Road Deaths Up In North Yorks By 60%
12:22pm 22nd April 2014
(Updated 12:23pm 22nd April 2014)
Road safety experts in North Yorkshire are alarmed at a ‘worrying’ increase in the number of deaths on the county’s highways. Latest figures from North Yorkshire County Council’s road safety analysts show that the number of people killed in collisions in 2013 rose by more than 60% compared with the previous year. The total of 51 deaths is the highest in seven years. “These are very alarming and worrying statistics,” said County Councillor Gareth Dadd, Executive Member for Road Safety. “Even allowing for the fact that the total for 2012 was an all-time low, there are still far too many people dying unnecessarily on our roads. These figures underline the vital importance of all road users being constantly aware of their surroundings, of their speed, of their driving or riding behaviour, of the presence of others.”
Deputy Chief Constable Tim Madgwick of North Yorkshire Police commented: “I am extremely concerned about this rise in the number of people being killed and seriously injured on the county’s roads and we are working very closely with our partners to improve road safety. “By raising awareness about this serious issue, we want all road users to play a key role in helping our efforts. We are urging drivers, motorcyclists and people riding pedal cycles to not only to pay attention to their own behaviour, but also make themselves alert to other people using the roads.”

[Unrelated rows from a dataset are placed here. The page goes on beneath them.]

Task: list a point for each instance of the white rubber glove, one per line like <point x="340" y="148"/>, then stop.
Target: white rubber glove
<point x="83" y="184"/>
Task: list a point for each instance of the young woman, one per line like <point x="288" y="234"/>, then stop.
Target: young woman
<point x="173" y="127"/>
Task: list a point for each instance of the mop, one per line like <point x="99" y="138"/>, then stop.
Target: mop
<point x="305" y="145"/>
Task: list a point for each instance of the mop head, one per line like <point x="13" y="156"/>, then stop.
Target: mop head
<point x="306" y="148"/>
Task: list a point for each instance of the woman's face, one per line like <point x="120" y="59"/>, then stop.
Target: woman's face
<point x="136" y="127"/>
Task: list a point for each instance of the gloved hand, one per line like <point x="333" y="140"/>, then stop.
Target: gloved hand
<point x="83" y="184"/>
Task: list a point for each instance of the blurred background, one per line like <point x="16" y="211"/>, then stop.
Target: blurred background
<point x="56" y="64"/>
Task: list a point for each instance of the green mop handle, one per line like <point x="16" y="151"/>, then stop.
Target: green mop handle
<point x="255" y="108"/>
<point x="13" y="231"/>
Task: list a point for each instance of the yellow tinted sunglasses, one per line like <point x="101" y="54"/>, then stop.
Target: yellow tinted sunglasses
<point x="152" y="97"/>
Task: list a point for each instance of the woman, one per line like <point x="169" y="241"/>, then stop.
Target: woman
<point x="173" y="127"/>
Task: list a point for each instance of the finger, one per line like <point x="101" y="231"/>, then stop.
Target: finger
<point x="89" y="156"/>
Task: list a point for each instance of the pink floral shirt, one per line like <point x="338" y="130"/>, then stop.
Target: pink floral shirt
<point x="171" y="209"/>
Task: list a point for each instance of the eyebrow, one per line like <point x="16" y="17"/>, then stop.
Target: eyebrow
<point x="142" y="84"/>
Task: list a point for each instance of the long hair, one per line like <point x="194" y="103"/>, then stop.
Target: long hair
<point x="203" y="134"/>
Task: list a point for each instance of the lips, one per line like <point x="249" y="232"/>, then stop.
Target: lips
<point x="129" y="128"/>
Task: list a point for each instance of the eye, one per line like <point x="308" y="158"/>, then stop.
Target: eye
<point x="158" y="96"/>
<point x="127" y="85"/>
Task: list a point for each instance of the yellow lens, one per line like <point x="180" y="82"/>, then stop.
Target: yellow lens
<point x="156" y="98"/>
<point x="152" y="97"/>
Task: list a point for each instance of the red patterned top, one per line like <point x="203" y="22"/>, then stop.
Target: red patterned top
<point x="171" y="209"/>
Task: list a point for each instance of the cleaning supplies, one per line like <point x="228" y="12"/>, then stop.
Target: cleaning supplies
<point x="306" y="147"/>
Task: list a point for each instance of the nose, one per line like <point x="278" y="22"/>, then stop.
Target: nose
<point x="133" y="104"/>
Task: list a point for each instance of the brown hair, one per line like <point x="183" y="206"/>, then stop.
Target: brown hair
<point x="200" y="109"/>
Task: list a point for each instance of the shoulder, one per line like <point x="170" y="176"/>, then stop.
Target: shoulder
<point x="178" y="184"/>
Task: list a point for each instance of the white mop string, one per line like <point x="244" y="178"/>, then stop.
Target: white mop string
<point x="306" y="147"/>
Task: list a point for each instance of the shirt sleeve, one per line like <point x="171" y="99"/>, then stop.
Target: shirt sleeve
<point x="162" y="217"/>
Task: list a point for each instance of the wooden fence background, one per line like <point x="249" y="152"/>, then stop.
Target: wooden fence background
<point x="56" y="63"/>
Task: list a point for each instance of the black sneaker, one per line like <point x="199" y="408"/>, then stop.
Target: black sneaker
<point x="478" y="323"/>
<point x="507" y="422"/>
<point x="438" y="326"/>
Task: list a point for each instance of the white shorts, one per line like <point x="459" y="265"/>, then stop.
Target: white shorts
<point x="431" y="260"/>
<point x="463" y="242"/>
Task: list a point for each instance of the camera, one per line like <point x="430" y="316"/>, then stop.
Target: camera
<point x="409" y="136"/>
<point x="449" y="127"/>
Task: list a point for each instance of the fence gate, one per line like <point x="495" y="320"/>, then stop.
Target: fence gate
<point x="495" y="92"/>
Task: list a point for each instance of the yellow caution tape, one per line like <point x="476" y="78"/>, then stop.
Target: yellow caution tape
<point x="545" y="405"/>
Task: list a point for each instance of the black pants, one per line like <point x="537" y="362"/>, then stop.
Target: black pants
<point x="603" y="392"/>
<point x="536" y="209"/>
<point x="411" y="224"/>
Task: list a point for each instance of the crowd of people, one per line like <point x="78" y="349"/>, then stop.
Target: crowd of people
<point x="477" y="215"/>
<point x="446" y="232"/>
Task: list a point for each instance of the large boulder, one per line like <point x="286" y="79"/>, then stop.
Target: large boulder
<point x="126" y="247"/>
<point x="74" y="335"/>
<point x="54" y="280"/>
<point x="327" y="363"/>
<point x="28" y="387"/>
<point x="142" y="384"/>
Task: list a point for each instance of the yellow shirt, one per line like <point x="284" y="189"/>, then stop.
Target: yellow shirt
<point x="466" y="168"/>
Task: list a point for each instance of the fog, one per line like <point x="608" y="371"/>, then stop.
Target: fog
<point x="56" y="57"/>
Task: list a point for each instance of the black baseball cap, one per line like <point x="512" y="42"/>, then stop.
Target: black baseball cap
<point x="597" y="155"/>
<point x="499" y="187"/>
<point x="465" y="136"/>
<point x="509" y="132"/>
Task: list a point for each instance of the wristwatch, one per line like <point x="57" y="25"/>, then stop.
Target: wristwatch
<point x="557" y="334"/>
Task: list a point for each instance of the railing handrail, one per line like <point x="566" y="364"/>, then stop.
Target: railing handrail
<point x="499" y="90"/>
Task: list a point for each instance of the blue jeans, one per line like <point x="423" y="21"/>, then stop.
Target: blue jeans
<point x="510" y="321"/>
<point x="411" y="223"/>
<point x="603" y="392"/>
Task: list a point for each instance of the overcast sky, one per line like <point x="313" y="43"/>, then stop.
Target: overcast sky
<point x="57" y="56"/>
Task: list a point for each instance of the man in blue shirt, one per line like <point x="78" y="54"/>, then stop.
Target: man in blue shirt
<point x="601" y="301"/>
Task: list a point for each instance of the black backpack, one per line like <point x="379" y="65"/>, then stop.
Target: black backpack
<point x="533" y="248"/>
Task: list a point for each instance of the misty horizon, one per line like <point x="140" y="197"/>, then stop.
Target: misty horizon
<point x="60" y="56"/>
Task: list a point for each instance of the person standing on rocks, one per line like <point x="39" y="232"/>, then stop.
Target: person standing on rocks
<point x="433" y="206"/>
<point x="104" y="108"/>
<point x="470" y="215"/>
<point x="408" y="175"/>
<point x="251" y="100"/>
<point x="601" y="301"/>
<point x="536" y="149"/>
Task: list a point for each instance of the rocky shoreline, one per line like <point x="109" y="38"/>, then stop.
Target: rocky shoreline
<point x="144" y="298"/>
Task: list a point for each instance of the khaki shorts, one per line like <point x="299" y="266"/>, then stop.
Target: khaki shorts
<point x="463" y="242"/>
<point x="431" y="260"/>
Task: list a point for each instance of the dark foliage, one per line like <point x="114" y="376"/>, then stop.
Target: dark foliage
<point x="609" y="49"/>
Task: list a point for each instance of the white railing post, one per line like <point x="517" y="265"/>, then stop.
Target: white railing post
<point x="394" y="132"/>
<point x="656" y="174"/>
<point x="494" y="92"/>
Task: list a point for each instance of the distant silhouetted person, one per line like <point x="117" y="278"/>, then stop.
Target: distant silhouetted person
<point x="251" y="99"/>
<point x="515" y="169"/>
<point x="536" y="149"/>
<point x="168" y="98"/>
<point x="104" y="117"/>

DCC Madgwick added: “The upcoming Grand Depart of the Tour De France will be a spectacular event for the Yorkshire area and we want everybody to have a lasting impression, particularly the expected influx of keen cyclists who will ride the routes before and after the race. “To keep safe, we strongly encourage cyclists to make themselves fully familiar with the routes and to take every precaution before setting off on a ride.”
The latest statistics are contained in the 2013 analysis of road casualties produced by the County Council’s road safety team. They show that the number of motorcyclists killed in road accidents more than trebled – from 5 in 2012 to 16 in 2013. The number of older drivers killed almost doubled, from 6 to 11.

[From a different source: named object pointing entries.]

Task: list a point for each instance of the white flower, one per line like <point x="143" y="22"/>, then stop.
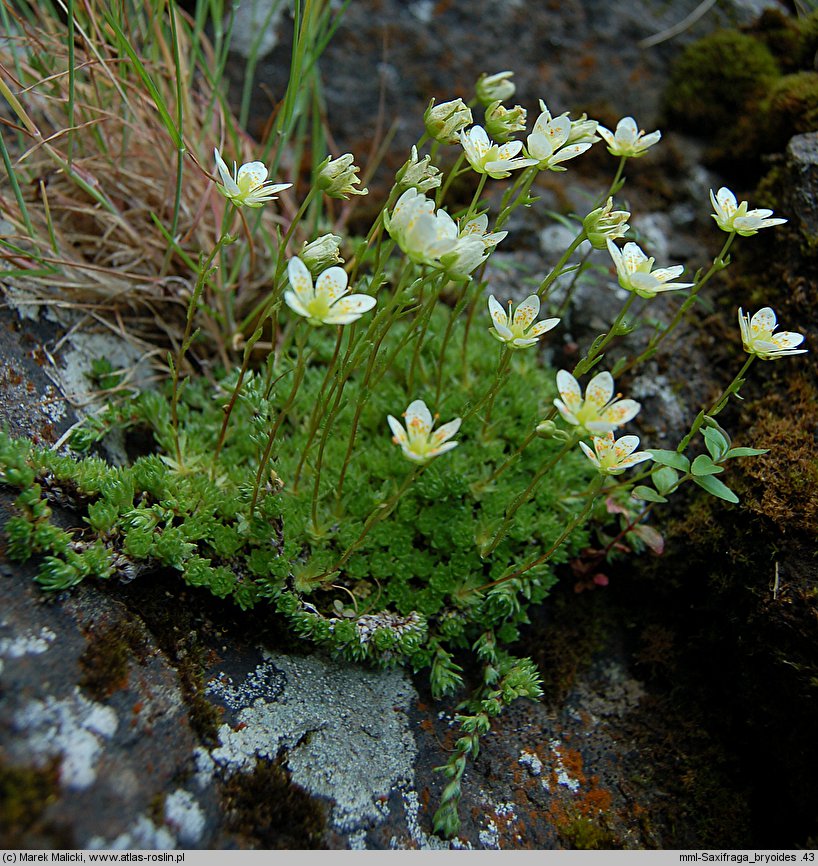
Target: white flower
<point x="327" y="303"/>
<point x="502" y="123"/>
<point x="549" y="142"/>
<point x="758" y="338"/>
<point x="583" y="129"/>
<point x="444" y="122"/>
<point x="635" y="272"/>
<point x="247" y="185"/>
<point x="337" y="177"/>
<point x="600" y="411"/>
<point x="418" y="173"/>
<point x="430" y="238"/>
<point x="492" y="87"/>
<point x="604" y="224"/>
<point x="477" y="228"/>
<point x="614" y="457"/>
<point x="628" y="140"/>
<point x="417" y="441"/>
<point x="515" y="330"/>
<point x="486" y="157"/>
<point x="733" y="217"/>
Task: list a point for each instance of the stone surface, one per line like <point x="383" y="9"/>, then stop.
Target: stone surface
<point x="582" y="55"/>
<point x="802" y="168"/>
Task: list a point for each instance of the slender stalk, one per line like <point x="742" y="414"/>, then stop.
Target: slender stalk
<point x="616" y="183"/>
<point x="379" y="513"/>
<point x="526" y="495"/>
<point x="499" y="380"/>
<point x="718" y="405"/>
<point x="187" y="338"/>
<point x="597" y="348"/>
<point x="719" y="264"/>
<point x="544" y="557"/>
<point x="523" y="183"/>
<point x="300" y="367"/>
<point x="556" y="271"/>
<point x="319" y="406"/>
<point x="481" y="485"/>
<point x="454" y="171"/>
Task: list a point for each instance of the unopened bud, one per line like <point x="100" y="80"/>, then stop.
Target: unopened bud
<point x="322" y="253"/>
<point x="337" y="177"/>
<point x="444" y="121"/>
<point x="605" y="224"/>
<point x="502" y="123"/>
<point x="419" y="174"/>
<point x="492" y="87"/>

The number of pedal cyclists killed or injured also rose – a particular concern, given that this year’s Grand Départ of theTour de France is expected to attract large numbers of cyclists to the county to ride the route before and after the event in July. There is a gradual but established upward trend in pedal cyclist casualties,” the report notes. “The increase may simply reflect the rising popularity of cycling, and with it a proportionate increase in cyclists being hurt. Whatever the reasons, measures to address cyclists’ safety and drivers’ awareness are being taken in the county and regionally both in the run-up to the Tour de France and beyond.”